Il se félicite d’une réduction de 17 % des émissions de CO2. Très bien. Mais une partie de cette réduction s’explique mécaniquement par la réduction du parc immobilier — moins 562 704 m² depuis 2018 — concomitante à la baisse des effectifs et au développement du télétravail. Si les agents ne sont pas nécessairement plus entassés, cette équation soulève d’autres questions que le rapport ignore : des bureaux qui se vident, des collectifs de travail qui s’effritent, des agents en télétravail qui peuvent se retrouver isolés, coupés du collectif et du soutien informel entre collègues. La réduction de l’empreinte carbone est réelle. Mais ses effets humains méritent mieux qu’un satisfecit immobilier.
Il se glorifie d’un taux de 82 % de satisfaction des usagers. Dont acte. Mais la satisfaction des usagers ne peut pas être le seul baromètre de la santé d’une administration. Les agents méritent, eux aussi, d’être écoutés, mesurés, pris en compte.

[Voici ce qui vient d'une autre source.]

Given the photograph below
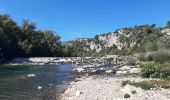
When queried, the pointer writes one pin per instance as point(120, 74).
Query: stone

La CFTC DGFiP continuera de faire entendre la voix des agents
Ce rapport d’activité est un outil de communication institutionnelle bien fait. Il documente des résultats réels, des chantiers importants, un engagement collectif qui mérite d’être reconnu. Mais il ne dit rien — ou si peu — des conditions réelles dans lesquelles les agents exercent leurs missions : la pression des objectifs, la complexité croissante des réformes à assimiler, les tensions liées aux restructurations incessantes, le sentiment, pour certains, de perdre le sens de leur métier.
La CFTC DGFiP sera présente, comme toujours, pour poser les questions que ce rapport ne pose pas. Parce qu’une administration qui « compte » doit d’abord compter sur ses agents — et pour cela, commencer par les respecter.